I’m one of those people who keeps the receipt for most everything I buy. I store them in a box and then when the box starts overflowing I go through and trash the ones that I don’t need to keep anymore. This amounts to almost all of them. After all, there’s no reason to keep a receipt for food long since eaten, gasoline long since driven off, and clothes that are already outgrown. Yet each time I find myself saving a few of those little scraps of paper for no reason other than the memory it contains. Silly? Probably. But receipts are like time stamped trips down memory lane. Perhaps nothing jogs a memory for me quite like the numbers and abbreviated descriptions along with the date, time and location. It really doesn’t matter what it was for or how much was spent but most of the time I can remember where I was and who I was with at the time. Sometimes it cracks wide open a whole day or event that I would have otherwise forgotten.

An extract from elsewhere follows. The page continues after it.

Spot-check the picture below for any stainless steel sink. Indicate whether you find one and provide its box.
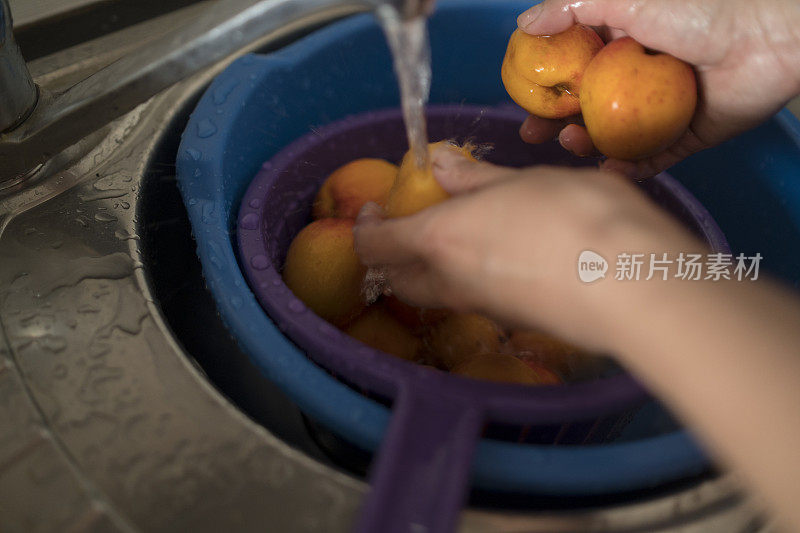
[0,2,780,533]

As I sorted through the stack I found myself drawn to the ones from around the time Allison was born. There it is in black and white 11:48am on August 24th. Sweetbay Supermarket. Purchases– crackers, apple juice, bread. This was my “Oh my gosh the baby is coming and Andrew is going to starve to death if I don’t go out and get these things rightthissecond!” I picture myself carrying two gallons of juice as I waddled through the parking lot dripping with sweat with Andrew by my side. That was the last place we went together just the two of us before Allison was born. Suddenly that little slip of paper isn’t a little scrap anymore.
Then there are the receipts from our first trip out as a family of 4. Pandora store– baby bootie with pink rhinestone. Baby girl outfit from Gymboree– denim skirt with buttons, sweater, tights (tights that actually STILL don’t fit!) Dress size newborn for Allison’s first trip to church. I remember that trip so well. We had a 5 day old baby and we were moving awfully slowly but there we were, together as a family of 4, out for the first time together. Such joy!
It’s not just Allison though I did get teary finding the receipt for the ultrasound that I had done where I learned we would be adding a baby girl to our family. But things like birthday and Christmas gifts, wedding gifts, restaurants in other towns that we visited on vacation. Receipts from the pediatrician when I took my kids in for their shots or a cold. A violin rental– Suzuki brand, size 1/16th. One jumbo Elmo balloon for Andrew’s 2nd birthday. The kid proof digital camera that Allison “gave” Andrew when she was born. The admission to the zoo, to Disney, to see the Space Shuttle launch, to climb the steps of a lighthouse, to see the dinosaur exhibit. All things I hadn’t thought of today, or yesterday, or last week. But things I remember now because of those tiny bits of paper. At the time received, they meant practically nothing but separated by a few months, even a few years they become reminders of the past and of things that are worth remembering. Things that make us– us. Things that all added up together don’t equal a dollar amount but they equal the events of life. They help you fill in the in-between– the gaps between the extraordinary and the mundane where we simply just live and where we exist.